De La RUTA DE CARLOS III a la MEDIA MARATÓN ISLA DE LA CARTUJA

Francis Campos - Ruta Carlos III Ciudad del Sol - Foto de Fernando Barriga
Francis Campos – Ruta Carlos III Ciudad del Sol – Foto de Fernando Barriga

Solía pensar que los entrenos eran indicativos del estado de forma de un deportista. Solía atreverme a cuestionar mi estado de forma por el simple hecho de no cumplir las expectativas de una tabla con números, por no ignorar las instrucciones de un cuerpo que sabe más por experiencia que por lo razonable de unas pautas concatenadas. Solía pensar que la aritmética y el correr un maratón eran cosas que iban de la mano, que entrenar más era siempre mejor y que seguir, por ende, los pasos de quienes son atletas profesionales era lo más próximo a alcanzar el mayor de los éxitos dentro de unas determinadas posibilidades. Solía pensar todo eso. Pero me equivocaba.

Ya no amanecí más ninguna mañana para correr. Sólo para ir a trabajar a mi nuevo trabajo. Ya se acabaron desde hace más de un mes las temperaturas por encima de diez grados, la compañía en los duros entrenamientos y la siempre imponente motivación para correr un Maratón. De pronto, me sentía arrepentido por haberme apuntado a esta panzada de correr kilómetros. No me gustaban estas circunstancias poco propicias para disfrutar, rendir, y ni tan siquiera para minimizar el estrés diario provocado por un cambio de rumbo geográfico, laboral y personal.

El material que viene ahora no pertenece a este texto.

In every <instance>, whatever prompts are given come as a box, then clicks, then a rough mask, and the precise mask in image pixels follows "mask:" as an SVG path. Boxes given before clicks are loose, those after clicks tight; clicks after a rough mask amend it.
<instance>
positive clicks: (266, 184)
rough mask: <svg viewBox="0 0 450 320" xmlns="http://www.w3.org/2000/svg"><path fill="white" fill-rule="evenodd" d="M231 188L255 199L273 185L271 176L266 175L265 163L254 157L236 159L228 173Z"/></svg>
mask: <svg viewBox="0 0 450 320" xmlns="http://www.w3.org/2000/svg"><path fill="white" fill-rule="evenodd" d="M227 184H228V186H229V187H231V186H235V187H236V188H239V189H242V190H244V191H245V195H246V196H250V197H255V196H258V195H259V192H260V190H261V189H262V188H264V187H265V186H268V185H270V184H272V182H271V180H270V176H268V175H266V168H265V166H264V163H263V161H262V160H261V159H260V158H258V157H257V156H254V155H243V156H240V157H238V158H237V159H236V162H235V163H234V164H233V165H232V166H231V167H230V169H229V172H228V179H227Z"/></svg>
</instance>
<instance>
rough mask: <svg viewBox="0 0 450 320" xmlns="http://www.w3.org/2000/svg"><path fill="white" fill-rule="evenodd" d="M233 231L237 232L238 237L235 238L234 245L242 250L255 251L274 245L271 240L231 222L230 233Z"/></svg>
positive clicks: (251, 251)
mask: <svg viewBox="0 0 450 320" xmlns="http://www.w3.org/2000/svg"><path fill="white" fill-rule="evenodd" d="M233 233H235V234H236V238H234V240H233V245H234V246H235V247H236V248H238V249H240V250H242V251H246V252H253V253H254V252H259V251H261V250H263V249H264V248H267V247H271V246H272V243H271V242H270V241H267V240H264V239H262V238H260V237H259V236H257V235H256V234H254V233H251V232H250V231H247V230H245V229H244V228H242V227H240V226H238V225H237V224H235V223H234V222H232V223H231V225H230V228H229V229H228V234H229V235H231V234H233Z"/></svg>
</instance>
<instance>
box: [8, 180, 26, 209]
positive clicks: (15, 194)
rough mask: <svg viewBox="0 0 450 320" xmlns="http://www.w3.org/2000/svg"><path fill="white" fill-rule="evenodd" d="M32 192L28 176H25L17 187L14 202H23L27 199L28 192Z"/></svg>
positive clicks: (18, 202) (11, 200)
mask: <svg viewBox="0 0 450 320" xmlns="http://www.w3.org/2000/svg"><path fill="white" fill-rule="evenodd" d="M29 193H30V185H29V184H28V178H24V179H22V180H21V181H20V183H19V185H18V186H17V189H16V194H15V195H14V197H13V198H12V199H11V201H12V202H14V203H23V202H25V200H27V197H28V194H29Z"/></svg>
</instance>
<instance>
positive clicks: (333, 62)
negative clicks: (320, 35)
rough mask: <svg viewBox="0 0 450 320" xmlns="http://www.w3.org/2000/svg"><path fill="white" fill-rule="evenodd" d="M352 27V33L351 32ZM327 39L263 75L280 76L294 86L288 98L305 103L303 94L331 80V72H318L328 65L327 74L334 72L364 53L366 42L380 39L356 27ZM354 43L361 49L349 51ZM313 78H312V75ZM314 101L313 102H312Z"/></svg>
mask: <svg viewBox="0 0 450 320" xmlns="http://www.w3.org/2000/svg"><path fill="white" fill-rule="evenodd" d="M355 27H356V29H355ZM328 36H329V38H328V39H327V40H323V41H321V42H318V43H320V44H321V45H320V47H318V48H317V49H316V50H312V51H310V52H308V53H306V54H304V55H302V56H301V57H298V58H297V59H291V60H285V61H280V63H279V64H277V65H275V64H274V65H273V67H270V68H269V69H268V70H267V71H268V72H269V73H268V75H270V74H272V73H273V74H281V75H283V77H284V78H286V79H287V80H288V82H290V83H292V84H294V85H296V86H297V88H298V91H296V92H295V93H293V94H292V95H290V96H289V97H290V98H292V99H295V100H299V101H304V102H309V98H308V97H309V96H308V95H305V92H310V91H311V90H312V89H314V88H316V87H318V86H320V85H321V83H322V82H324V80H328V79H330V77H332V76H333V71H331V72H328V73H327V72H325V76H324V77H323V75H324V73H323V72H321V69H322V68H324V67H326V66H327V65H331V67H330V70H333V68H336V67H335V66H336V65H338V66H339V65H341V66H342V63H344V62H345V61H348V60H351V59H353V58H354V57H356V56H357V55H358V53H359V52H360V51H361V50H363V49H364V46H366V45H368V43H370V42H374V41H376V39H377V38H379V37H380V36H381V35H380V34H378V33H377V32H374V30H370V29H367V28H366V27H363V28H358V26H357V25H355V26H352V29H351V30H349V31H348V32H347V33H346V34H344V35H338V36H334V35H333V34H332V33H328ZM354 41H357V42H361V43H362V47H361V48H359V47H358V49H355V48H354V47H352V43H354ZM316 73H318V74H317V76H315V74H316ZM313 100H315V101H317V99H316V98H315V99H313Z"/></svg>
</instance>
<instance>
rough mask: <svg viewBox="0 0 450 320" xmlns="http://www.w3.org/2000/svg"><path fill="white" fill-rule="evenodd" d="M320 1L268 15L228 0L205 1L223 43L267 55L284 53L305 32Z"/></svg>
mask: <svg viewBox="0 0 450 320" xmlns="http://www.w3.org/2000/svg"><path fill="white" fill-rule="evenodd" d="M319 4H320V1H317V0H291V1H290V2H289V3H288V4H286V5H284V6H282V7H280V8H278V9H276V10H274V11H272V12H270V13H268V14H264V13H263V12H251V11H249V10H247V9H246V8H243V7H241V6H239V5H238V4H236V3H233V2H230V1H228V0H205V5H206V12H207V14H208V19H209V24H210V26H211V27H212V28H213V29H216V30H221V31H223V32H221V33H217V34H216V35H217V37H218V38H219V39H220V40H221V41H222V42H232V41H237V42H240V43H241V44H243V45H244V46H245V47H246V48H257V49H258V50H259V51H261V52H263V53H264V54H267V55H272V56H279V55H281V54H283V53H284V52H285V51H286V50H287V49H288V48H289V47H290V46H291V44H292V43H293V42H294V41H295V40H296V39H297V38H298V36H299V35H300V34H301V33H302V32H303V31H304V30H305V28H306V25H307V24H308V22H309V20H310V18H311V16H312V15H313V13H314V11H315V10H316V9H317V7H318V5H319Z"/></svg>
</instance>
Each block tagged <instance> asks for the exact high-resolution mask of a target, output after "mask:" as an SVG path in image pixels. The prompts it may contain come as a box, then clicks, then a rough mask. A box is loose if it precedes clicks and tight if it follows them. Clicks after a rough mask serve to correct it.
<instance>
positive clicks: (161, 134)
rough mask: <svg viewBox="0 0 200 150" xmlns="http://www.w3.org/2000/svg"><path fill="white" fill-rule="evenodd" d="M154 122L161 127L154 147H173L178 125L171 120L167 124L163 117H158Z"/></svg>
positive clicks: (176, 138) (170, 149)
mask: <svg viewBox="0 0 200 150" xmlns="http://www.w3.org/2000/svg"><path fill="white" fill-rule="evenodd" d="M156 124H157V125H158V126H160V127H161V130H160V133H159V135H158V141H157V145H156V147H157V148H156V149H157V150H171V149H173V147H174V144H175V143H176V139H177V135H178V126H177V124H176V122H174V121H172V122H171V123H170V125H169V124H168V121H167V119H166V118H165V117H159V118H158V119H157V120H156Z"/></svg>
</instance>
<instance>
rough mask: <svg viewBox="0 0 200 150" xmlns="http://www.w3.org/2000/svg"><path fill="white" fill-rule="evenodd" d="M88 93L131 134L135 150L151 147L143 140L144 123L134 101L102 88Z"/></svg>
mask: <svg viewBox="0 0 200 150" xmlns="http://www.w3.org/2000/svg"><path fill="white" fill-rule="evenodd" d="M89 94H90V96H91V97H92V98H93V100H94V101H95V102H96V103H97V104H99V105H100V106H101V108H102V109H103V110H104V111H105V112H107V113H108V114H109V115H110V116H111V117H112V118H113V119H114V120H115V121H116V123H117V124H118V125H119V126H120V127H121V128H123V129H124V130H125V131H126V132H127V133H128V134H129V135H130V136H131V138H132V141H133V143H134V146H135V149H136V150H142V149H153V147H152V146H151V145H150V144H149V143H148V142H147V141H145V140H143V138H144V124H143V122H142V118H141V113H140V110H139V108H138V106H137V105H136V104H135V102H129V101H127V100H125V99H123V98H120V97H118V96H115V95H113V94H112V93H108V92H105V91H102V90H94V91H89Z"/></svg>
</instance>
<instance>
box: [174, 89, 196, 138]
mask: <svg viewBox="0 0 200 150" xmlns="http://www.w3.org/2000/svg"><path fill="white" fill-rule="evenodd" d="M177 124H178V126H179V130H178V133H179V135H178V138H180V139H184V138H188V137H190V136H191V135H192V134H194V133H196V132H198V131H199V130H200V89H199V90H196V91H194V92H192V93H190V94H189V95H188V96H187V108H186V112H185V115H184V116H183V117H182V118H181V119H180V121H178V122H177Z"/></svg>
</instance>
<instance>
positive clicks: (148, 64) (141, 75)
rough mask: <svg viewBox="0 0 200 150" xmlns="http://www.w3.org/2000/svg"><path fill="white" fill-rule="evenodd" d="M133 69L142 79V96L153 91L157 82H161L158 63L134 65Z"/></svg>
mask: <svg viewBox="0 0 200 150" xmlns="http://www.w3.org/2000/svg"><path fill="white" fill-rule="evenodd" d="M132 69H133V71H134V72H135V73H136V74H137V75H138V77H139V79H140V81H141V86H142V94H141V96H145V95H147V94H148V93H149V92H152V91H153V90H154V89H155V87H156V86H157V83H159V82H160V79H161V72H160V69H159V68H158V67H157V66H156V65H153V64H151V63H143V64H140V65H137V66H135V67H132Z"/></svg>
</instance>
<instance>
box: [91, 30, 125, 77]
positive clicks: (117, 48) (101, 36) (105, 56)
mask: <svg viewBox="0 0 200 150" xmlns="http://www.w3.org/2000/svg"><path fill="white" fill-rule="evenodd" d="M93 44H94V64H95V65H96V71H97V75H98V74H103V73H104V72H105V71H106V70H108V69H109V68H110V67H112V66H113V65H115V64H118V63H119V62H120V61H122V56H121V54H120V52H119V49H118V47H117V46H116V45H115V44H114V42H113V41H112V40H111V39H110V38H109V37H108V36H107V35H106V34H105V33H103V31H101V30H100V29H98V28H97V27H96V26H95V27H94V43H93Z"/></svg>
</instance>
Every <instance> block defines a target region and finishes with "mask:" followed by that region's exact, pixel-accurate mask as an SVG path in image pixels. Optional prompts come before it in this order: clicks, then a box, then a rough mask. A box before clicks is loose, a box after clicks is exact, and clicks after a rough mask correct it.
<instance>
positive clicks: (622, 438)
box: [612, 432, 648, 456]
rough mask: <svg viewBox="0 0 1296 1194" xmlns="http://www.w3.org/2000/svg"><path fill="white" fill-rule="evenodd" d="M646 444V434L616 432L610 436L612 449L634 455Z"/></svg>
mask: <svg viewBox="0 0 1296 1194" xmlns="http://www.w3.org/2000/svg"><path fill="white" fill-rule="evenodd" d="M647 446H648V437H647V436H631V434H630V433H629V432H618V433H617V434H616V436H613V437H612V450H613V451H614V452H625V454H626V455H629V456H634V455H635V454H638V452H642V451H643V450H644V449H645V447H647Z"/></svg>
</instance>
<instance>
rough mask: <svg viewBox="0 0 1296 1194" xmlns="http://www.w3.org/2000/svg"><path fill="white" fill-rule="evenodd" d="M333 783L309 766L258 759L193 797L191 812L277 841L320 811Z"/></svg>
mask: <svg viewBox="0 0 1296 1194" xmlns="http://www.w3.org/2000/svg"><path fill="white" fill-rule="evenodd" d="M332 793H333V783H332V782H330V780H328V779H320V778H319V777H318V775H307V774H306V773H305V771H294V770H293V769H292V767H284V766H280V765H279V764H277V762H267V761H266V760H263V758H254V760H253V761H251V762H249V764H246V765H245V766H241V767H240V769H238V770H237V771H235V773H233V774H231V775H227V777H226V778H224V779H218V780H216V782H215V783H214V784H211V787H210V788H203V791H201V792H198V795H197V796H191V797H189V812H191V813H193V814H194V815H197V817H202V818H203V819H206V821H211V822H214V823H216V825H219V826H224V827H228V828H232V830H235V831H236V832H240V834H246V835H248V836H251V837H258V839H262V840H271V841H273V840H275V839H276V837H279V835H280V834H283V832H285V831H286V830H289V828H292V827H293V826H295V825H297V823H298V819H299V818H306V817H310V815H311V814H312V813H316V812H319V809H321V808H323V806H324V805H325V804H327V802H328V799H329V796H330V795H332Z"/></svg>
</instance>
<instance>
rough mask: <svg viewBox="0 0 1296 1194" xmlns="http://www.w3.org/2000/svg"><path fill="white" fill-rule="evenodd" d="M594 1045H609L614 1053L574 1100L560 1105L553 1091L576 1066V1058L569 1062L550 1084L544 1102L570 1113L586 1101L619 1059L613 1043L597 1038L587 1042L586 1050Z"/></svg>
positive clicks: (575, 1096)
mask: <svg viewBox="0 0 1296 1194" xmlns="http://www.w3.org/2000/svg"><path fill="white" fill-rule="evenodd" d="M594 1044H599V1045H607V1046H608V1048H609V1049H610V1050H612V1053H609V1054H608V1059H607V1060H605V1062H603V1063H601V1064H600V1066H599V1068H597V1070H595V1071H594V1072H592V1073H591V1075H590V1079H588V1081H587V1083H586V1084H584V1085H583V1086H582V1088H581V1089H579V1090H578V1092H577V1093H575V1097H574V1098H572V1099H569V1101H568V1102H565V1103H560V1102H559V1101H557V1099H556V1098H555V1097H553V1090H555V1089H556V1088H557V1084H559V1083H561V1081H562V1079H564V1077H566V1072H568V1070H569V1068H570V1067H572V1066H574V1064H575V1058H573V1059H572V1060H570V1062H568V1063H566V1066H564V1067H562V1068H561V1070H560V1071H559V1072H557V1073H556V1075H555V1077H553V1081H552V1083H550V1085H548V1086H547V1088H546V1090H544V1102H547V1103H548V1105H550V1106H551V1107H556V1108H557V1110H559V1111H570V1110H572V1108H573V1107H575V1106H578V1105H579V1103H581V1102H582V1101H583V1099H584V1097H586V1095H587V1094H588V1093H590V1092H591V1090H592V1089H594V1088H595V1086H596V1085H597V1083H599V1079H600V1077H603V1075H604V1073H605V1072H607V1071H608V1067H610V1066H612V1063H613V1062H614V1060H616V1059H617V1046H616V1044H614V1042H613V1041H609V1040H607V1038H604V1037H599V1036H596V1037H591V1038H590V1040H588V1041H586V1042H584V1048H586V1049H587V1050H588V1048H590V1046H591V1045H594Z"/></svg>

No me nacía correr. Esa era la cuestión. Que ya estaba harto de llegar de trabajar a las tantas y salir a correr noventa minutos a las nueve de la noche. Y más harto aún de tener que hacerlo a temperaturas más bajas de las que acostumbraba. No quería estar más tiempo así. Para qué seguir si para colmo bajar de cinco minutos por kilómetro en los rodajes era la gran proeza de la jornada. Malditas sensaciones, ganas y sueños sin sentido. Si hubiera sido de esas personas que sólo hacen lo que verdaderamente les hace feliz en cada momento o paso que dan, probablemente este Reto del Zurich Maratón de Sevilla 2015 se hubiera ido a pique hacía ya bastantes días. Sin embargo, hacía mucho que pensaba que la felicidad máxima de un gran momento depende de los esfuerzos y penurias que uno esté dispuesto a experimentar. La satisfacción de un momento determinado no puede compararse con cumplir un Sueño. Son cosas muy diferentes en calado y relevancia.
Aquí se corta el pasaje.